Understanding Akka’s Quarantine State

At Credit Karma, my team maintains a service powered by a multi node Akka cluster. Akka is a framework for building distributed, concurrent, and message-driven systems in Scala. It helps us easily scale our service, and gives us some resilience when problems inevitably happen in production. In this post, I'll cover two problems - auto down, and quarantine - and share what we learned when we had problems.
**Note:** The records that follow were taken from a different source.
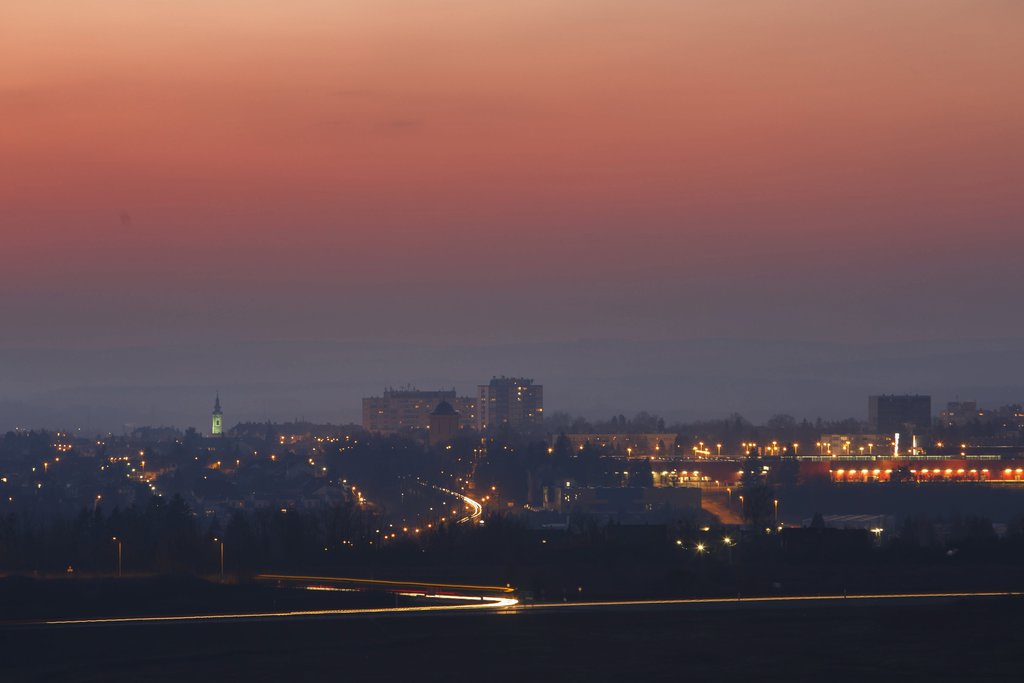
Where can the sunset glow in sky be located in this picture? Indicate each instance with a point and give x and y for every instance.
(441, 170)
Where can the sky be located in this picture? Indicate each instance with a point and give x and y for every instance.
(416, 176)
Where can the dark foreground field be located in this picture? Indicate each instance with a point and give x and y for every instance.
(934, 640)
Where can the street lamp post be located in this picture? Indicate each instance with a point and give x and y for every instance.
(120, 554)
(221, 544)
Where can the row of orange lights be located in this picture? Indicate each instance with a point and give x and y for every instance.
(926, 472)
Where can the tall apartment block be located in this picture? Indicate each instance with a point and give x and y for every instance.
(411, 409)
(514, 401)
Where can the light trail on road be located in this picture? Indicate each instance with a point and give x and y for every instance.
(473, 602)
(766, 599)
(495, 604)
(382, 582)
(476, 507)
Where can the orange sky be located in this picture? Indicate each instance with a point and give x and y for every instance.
(178, 160)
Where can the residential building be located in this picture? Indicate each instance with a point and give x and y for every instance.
(512, 401)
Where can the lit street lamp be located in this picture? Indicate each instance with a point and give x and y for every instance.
(221, 544)
(120, 554)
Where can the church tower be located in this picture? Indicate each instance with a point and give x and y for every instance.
(218, 418)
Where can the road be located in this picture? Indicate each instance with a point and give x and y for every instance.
(505, 603)
(476, 510)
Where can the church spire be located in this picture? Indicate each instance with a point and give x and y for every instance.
(218, 418)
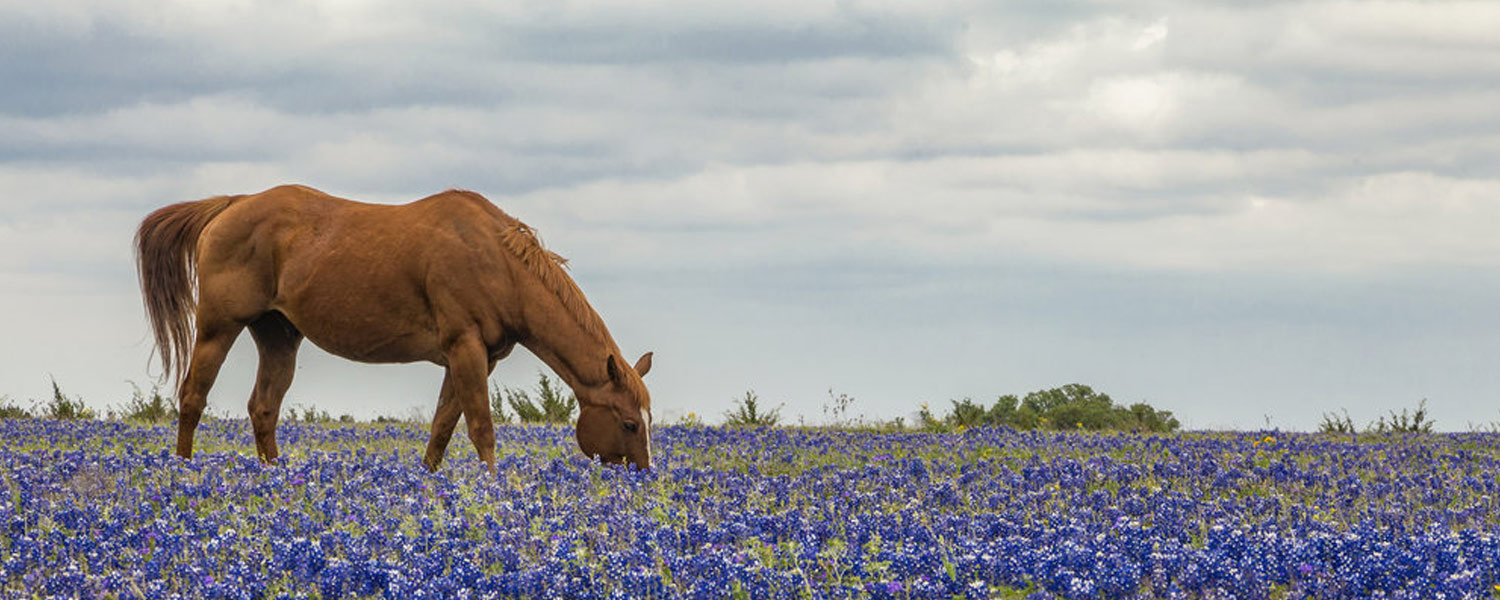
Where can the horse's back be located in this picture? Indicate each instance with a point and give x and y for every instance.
(357, 279)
One day, all large number of requests going to our service started failing. Looking at our monitoring tool, we saw that the one of the nodes that listens for REST calls was no longer making calls to other nodes in the cluster. So we started digging though our logs to try and figure out what happened. This is what we found:

WARN Cluster Node [akka.tcp://***] - Marking node(s) as UNREACHABLE [Member(address = akka.tcp://***, status = Up)]
INFO Cluster Node [akka.tcp://***] - Leader is auto-downing unreachable node [akka.tcp://***]
INFO Cluster Node [akka.tcp://***] - Marking unreachable node [akka.tcp://***] as [Down]
INFO Cluster Node [akka.tcp://***] - Leader is removing unreachable node [akka.tcp://***]
WARN Tried to associate with unreachable remote address [akka.tcp://***]. Address is now gated for↩
  5000 ms, all messages to this address will be delivered to dead letters. Reason: [The remote system↩
  has quarantined this system. No further associations to the remote system are possible until this↩
  system is restarted.]
...

As a new user of Akka, I had never seen something like this happen before let alone know what it means when a node gets quarantined. But the error message was clear enough; we needed to restart that node's actor system to fix it. After that, everything was back to normal and the task switched from firefighting to investigation, starting with what the heck quarantine actually means.

Quarantine

An actor system can be placed in a quarantine state when a remote actor system determines that further communication to that system would be harmful. It does this by dropping all incoming messages from, and outgoing messages to the quarantined actor system. The Akka documentation lists three reasons why a node would become quarantined:

System message delivery failure

Remote DeathWatch trigger

Cluster MemberRemoved event

This is a pretty short list without a ton of information, so let's dig into each one of them.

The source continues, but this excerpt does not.